The high prevalence of OAO among our hospitalized pediatric patients will be presented to subspecialty department leaders to garner support for the development of a hospital-based weight management program. The researchers plan to create an Obesity Action Plan that will include mandatory height documentation and BMI percentile calculation for every patient within the EMR. The aim is for hospital providers, including subspecialty teams, to be notified of the patient’s weight status before discharge, with the overweight or obesity diagnosis to be included in mandatory discharge paperwork. The implementation of such a program would highlight the importance of weight reduction to patients and families and introduce them to the basic components of successful weight management, including nutritional education, cognitive-behavioral strategies, emphasis on a supportive family environment, and physical activity prescriptions.21
One limitation of this study was that because of the limited nature of past medical history gleaned from the EMR, patients with a history of chronic disease or other conditions predisposing them to OAO were not separately identified. This includes, but is not limited to, patients on steroid treatment, nonambulatory patients, and those with strong family histories of obesity. Additionally, although the EMR system allows for the assessment of OAO documentation, it does not provide any information on whether providers discussed weight issues with the patients in question. Although the assumption can be made that a lack of documentation of OAO diagnoses means providers were unlikely to have discussed such diagnoses with patients, the retrospective nature of this study precludes our ability to assess the rate of initiation of weight management counseling that may have occurred.
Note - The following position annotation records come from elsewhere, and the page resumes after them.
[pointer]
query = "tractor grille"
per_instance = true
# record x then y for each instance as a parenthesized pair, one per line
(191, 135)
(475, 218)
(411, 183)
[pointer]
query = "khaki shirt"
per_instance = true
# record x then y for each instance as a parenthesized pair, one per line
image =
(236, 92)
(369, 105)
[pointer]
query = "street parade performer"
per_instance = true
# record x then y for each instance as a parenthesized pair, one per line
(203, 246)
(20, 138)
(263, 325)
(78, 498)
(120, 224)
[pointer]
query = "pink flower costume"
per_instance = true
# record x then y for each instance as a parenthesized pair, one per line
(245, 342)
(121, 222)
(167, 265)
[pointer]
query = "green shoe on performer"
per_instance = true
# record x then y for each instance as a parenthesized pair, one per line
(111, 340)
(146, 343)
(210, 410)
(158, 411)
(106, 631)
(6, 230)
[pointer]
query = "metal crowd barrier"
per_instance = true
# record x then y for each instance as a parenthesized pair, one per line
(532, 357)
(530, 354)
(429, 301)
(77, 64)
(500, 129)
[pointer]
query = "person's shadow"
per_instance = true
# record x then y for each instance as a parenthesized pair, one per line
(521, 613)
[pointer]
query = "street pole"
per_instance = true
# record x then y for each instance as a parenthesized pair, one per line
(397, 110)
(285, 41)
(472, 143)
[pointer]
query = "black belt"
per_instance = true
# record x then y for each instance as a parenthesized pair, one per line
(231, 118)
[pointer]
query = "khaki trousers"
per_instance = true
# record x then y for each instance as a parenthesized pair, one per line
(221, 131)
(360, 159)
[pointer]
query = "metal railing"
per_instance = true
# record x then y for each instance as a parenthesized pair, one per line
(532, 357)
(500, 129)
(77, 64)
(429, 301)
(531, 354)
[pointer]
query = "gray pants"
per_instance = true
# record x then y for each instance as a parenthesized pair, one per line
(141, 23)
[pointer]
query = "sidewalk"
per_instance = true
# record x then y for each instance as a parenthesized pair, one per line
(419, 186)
An overwhelming number of OAO patients whose weight status was never documented during their hospital admission were identified in this study. Such documentation can serve as the initial step in the initiation of counseling and referral services for weight management. Inpatient admissions offer health care providers a window of opportunity to identify obesity, communicate risks, and initiate weight management interventions in overweight children.
FINANCIAL DISCLOSURE: The authors have indicated they have no financial relationships relevant to this article to disclose.
FUNDING: No external funding.
POTENTIAL CONFLICT OF INTEREST: The authors have indicated they have no potential conflicts of interest to disclose.